In 2004, the airport recalls, bmibaby signed an agreement with Durham Tees Valley Airport (part of the Peel Airports Group) requiring it to base and operate two aircraft at the airport for a period of ten years. However in late 2006 the airline withdrew both aircraft from the airport to redeploy them at other UK airports and subsequently cancelled all services “without warning and without agreeing with the airport any terms for its departure”.
The airport company instigated a claim for breach of contract against the airline claiming damages for lost income it would have received for the remainder of the agreement.
At the UK High Court in March 2009, Judge Nigel Davis expressed sympathy with Durham Tees Valley Airport, but ruled the contract too uncertain to enable him to award damages to the airport because the contract did not contain any provisions detailing how many times each aircraft had to fly each day or to which destinations.
Durham Tees Valley Airport was granted leave to appeal as it argued routes, destinations and frequency of flying were matters left to the airline’s discretion but their absence should not prevent a Court from determining damages to which the airport company felt entitled.

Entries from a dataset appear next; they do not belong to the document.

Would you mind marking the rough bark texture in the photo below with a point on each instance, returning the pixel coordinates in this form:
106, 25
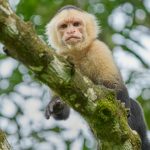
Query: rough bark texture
105, 115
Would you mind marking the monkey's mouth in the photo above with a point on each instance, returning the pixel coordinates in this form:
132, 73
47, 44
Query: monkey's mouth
73, 38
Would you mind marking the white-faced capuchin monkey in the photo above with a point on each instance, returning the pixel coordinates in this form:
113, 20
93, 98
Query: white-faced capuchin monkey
73, 33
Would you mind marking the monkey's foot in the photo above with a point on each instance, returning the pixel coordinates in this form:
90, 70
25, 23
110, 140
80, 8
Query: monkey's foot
58, 109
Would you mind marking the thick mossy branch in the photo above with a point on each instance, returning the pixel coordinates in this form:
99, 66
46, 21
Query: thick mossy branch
105, 115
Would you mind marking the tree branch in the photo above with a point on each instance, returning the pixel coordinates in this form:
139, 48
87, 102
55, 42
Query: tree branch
96, 104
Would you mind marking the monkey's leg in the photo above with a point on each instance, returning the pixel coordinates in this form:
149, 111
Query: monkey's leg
57, 108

A Court of Appeal panel has agreed with the airport company and confirmed that bmibaby was in breach of contract in withdrawing all services in the way it did and as such damages should be awarded to the airport company. The Court indicated that the measure of damages should be the money the airport would have received had the airline remained and operated its normal services for the remaining eight years of the contract.
If the parties now can’t agree on the level of damages bmibaby must pay to the Airport, the Court will determine the sum itself in a further hearing.